Equipped with a new , groundbreaking tool, biologists are trying to determine what’s causing the mass death of bees all over the world. Microchips attached to the backs of French bees may enable scientists to monitor the lives of individual insects and discover what’s killing them.
Though the idea of using a pair of tweezers to equip a number of bees with tiny microchips may sound like science fiction, biologists at the French Laboratoire Biologie et Protection de l’abeille are taking their work very seriously. Billions of bees from all over the world have disappeared in the last decade, and scientists want to know why.
France has a long tradition of both beekeeping and research in bees and honey, and consequently, French scientists have long led the way in trying to find explanations for the worldwide decline in bee populations. Primary work with the bees is carried out around the city of Avignon in southern France, where several research institutions are dedicated entirely to bee research. There, scientists have developed a groundbreaking method that makes it possible to track a large number of individual bees and expose them to different influencing factors, observing how each affects their behavior.

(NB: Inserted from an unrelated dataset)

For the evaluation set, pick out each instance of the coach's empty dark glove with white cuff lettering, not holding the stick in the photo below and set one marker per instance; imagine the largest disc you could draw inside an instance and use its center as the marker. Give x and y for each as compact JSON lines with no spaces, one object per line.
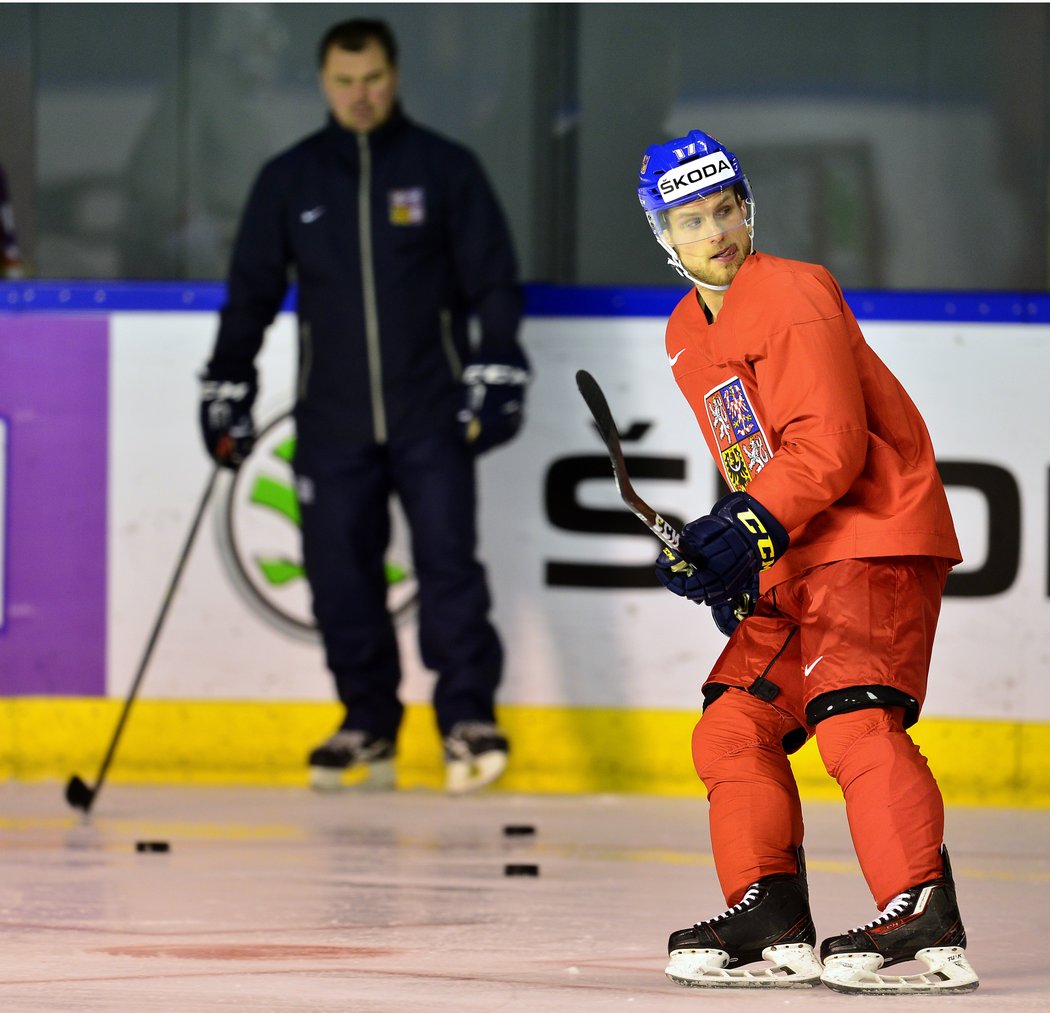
{"x":494,"y":402}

Each bee is outfitted with a microchip and moved to customized beehives with scanners at the entrances, which register when the bees leave the hive, how long they’re gone and when they come back.
“It is a major breakthrough,” says Cédric Alaux of the Laboratoire Biologie et Protection de l’abeille. “For the moment, we are studying the interaction among different stress factors. But we cannot rule out that there is one single factor behind it all that influences the bees in a negative way.”
Pests and disease are among the obvious culprits, but there could also be more indefinable factors, such as electromagnetic radiation from mobile phones, which may interfere with the bees’ ability to navigate, or the steady reduction in plant diversity. Studies have indicated that bees that eat the nectar of many different kinds of plants have a more active immune system and tolerate stress better than bees that only eat nectar from a few plant species. In order to distinguish one factor from another and assess the effect of each, scientists needed to follow a large number of individuals.
“We tried to develop an automatic tracking and identification system to use on a single individual,” says Axel Decourtye of the agriculture-focused University of Avignon. “And now we can track an unlimited number of insects without problems and follow their life stories.”
The method also allows scientists to influence the individual bees in different ways to see what happens when they are exposed to pesticides. Decourtye says that, the study has, for the first time, confirmed a suspicion that even small doses of pesticide spray make it harder for the bees to find their way back to the hives. Ongoing experiments are examining whether the pesticides are the main culprit or whether other factors also play a significant role.